8. R&D is classified under four main sectors:
i. Government Sector (GOV) – includes all Government Ministries and Departments, offices and other bodies which furnish, but normally do not sell to the community, those services, other than higher education, which cannot otherwise be conveniently and economically provided, as well as those that administer the state and the economic and social policy of the community.
ii. Business Enterprise Sector (BES)- includes all firms, organisations and institutions whose primary activity is the market production of goods and services (other than higher education) for sale to the general public at economically significant prices.
iii. Higher Education Sector (HES) – includes all universities, colleges of technology and other institutions of post-secondary education, whatever their source of finance or legal status.
iv. Private Non-Profit Sector (PNP) – includes non-market, private non-profit institutions serving households and private individuals or households. This sector is not captured as it is considered to be negligible.
9. Private Non-Profit Sector (PNP) – includes non-market, private non-profit institutions serving households and private individuals or households. This sector is not captured as it is considered to be negligible.

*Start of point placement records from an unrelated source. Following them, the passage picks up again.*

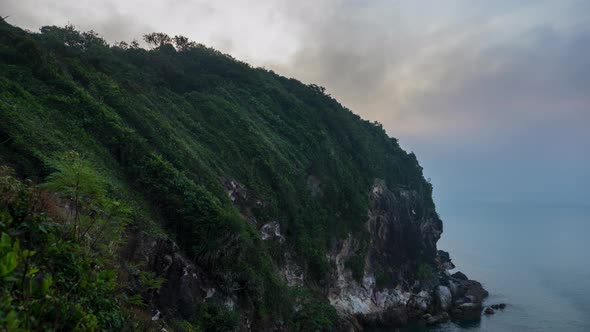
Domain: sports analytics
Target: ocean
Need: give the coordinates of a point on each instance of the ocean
(534, 258)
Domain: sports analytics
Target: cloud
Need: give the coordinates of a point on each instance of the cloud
(500, 88)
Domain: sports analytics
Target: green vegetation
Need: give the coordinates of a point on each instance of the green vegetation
(154, 131)
(50, 278)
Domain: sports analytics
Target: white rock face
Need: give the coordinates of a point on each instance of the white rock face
(349, 297)
(271, 230)
(292, 273)
(444, 296)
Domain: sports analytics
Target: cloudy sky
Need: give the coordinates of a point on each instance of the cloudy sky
(492, 96)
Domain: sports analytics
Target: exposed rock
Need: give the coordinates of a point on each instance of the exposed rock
(459, 276)
(271, 230)
(498, 306)
(444, 260)
(437, 319)
(444, 297)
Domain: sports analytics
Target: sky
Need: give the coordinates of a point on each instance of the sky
(492, 96)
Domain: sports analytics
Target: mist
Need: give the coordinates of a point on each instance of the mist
(494, 98)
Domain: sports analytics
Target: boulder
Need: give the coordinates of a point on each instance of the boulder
(444, 297)
(459, 276)
(498, 306)
(489, 311)
(437, 319)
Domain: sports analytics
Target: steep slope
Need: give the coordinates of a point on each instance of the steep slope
(249, 192)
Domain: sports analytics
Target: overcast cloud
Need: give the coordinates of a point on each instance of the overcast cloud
(493, 96)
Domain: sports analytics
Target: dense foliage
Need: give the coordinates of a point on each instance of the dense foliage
(159, 128)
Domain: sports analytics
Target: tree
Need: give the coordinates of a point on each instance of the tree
(75, 180)
(157, 39)
(182, 43)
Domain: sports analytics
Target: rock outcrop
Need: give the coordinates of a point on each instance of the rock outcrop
(403, 236)
(402, 240)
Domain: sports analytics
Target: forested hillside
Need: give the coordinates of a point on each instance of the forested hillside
(117, 140)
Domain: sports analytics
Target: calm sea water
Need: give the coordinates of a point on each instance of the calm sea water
(534, 258)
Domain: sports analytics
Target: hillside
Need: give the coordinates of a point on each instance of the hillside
(276, 201)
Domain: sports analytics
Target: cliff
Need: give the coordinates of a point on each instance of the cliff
(252, 201)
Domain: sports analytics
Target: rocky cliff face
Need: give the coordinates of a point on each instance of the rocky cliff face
(405, 278)
(402, 241)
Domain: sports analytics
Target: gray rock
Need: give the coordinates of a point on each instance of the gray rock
(444, 297)
(437, 319)
(498, 306)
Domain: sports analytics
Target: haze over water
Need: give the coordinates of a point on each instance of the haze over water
(532, 257)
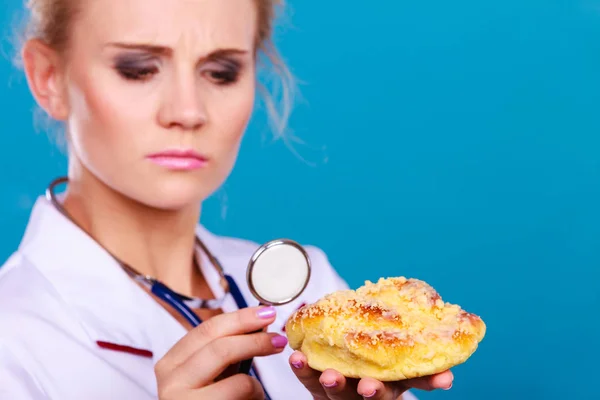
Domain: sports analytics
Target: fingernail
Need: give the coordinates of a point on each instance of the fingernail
(370, 394)
(279, 341)
(266, 312)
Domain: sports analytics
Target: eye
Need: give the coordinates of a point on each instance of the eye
(137, 74)
(136, 68)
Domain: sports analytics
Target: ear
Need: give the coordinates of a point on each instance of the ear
(45, 77)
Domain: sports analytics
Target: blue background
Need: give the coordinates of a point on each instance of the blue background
(456, 142)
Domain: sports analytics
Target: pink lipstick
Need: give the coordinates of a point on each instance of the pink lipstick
(182, 160)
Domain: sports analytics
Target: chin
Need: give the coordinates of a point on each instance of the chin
(176, 193)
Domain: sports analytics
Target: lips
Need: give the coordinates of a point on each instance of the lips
(179, 159)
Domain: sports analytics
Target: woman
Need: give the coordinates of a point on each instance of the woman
(155, 96)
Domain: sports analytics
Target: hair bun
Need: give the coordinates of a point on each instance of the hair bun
(391, 330)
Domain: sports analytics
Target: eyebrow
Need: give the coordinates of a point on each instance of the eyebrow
(162, 50)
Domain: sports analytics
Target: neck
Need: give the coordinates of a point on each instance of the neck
(159, 243)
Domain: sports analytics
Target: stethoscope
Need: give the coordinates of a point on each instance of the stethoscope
(277, 273)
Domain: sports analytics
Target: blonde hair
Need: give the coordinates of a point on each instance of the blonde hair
(51, 20)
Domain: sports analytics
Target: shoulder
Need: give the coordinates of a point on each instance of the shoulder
(28, 302)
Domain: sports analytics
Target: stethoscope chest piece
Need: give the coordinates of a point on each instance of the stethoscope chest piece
(278, 272)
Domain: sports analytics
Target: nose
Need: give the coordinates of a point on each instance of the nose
(182, 106)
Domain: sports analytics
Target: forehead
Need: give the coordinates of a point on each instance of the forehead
(191, 23)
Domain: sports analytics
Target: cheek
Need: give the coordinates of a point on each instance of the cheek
(230, 115)
(103, 123)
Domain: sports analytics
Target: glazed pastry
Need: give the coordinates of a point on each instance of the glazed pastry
(391, 330)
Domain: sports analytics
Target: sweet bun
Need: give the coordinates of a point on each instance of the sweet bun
(391, 330)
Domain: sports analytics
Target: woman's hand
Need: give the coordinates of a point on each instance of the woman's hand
(331, 385)
(194, 367)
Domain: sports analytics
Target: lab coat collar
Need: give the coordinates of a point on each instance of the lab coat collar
(109, 305)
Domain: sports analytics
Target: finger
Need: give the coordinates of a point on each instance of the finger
(373, 389)
(306, 375)
(236, 387)
(438, 381)
(243, 321)
(206, 364)
(337, 387)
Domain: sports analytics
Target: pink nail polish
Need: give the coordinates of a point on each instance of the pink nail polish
(369, 395)
(279, 341)
(266, 312)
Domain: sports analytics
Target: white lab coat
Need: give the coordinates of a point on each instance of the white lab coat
(62, 296)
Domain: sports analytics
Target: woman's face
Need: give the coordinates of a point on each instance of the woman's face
(159, 93)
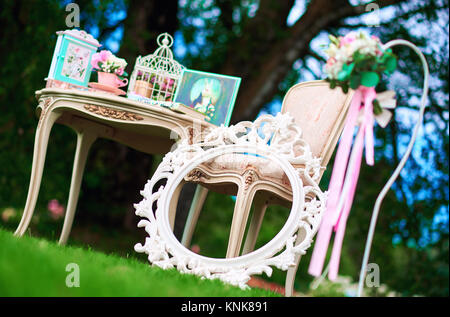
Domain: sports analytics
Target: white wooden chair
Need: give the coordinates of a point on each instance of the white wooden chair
(320, 112)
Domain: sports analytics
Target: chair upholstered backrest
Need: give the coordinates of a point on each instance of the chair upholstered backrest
(320, 112)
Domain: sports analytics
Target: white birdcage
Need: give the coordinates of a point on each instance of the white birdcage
(156, 76)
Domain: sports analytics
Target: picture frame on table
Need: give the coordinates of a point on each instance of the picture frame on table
(210, 94)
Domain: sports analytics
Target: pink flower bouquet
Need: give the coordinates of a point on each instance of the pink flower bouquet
(105, 61)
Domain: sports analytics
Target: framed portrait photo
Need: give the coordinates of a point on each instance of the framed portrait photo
(211, 94)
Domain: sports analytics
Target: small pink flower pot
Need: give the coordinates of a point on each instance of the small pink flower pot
(111, 79)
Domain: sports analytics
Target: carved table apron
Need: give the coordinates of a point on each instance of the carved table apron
(148, 128)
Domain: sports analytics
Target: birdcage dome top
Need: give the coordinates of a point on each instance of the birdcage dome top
(162, 59)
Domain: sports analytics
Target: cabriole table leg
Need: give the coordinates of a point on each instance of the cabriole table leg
(45, 125)
(84, 142)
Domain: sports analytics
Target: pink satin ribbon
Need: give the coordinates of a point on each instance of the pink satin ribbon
(344, 179)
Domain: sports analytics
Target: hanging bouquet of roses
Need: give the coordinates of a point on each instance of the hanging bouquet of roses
(105, 61)
(357, 60)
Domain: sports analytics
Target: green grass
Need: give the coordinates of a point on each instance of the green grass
(37, 267)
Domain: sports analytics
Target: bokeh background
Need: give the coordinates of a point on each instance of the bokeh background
(267, 43)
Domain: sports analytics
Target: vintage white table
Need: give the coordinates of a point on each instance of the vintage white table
(148, 128)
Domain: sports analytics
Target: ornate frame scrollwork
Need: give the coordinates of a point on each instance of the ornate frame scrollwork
(276, 138)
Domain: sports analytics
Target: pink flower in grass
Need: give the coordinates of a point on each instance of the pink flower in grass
(119, 71)
(56, 209)
(348, 39)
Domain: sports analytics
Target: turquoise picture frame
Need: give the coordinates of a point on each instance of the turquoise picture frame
(73, 61)
(211, 94)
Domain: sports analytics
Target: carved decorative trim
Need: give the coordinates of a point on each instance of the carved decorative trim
(196, 176)
(112, 113)
(164, 249)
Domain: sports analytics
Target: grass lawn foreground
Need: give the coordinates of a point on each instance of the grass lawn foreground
(36, 267)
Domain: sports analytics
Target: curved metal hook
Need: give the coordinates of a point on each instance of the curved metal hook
(402, 162)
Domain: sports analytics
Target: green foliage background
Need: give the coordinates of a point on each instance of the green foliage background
(410, 245)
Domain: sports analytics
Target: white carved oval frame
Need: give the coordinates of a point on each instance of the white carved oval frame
(165, 251)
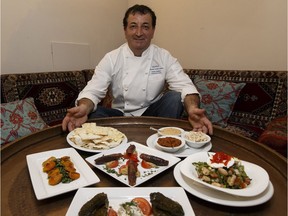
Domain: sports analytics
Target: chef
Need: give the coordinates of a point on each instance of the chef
(137, 73)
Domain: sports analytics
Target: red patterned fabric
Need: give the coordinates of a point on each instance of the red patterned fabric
(53, 92)
(18, 119)
(275, 135)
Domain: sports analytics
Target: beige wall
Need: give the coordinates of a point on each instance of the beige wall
(205, 34)
(223, 34)
(84, 30)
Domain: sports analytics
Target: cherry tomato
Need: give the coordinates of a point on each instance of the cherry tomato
(144, 205)
(133, 157)
(123, 170)
(147, 165)
(112, 164)
(111, 212)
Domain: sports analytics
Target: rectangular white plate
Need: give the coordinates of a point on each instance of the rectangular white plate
(145, 174)
(118, 195)
(40, 181)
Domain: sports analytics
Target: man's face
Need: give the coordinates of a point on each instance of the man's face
(139, 32)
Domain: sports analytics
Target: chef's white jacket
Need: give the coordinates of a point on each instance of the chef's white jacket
(136, 82)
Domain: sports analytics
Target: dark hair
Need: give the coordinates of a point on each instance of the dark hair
(142, 9)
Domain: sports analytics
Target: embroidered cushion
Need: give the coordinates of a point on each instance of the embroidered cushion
(218, 98)
(53, 92)
(18, 119)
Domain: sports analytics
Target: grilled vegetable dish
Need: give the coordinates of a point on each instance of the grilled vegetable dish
(232, 176)
(159, 205)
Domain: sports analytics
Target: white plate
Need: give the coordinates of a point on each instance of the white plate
(125, 140)
(39, 179)
(219, 197)
(117, 196)
(259, 182)
(145, 174)
(186, 151)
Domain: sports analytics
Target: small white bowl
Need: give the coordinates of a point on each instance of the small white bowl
(171, 131)
(196, 139)
(170, 149)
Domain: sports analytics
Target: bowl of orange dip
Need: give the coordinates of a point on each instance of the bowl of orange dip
(169, 143)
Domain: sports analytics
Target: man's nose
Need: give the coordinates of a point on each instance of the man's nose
(139, 31)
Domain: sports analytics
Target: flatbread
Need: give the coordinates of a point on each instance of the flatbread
(91, 136)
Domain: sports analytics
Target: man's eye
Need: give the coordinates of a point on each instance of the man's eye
(146, 27)
(132, 26)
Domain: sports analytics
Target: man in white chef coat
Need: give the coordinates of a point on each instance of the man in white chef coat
(136, 73)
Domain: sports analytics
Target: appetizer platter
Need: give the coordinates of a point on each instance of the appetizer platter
(93, 138)
(225, 173)
(132, 163)
(119, 198)
(40, 182)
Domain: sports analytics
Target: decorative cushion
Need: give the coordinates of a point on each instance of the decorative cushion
(275, 135)
(218, 98)
(53, 92)
(19, 118)
(263, 98)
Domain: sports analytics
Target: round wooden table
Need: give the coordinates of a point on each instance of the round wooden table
(18, 198)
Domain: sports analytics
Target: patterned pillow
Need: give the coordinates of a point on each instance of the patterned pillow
(19, 118)
(218, 98)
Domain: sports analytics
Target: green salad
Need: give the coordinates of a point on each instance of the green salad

10. The data contained in this news release have been drawn up in line with the Frascati Manual (2015 edition) and Regulation (EU) 2019/2152 of the European Parliament and of the Council on European business statistics. The definitions of the fields of science and technology and their sub-fields are available online.
11. All data in this release should be considered as provisional and therefore subject to revision.
12. More information relating to this news release may be accessed at:
13. Any quotations from this news release are to be cited and/or referenced.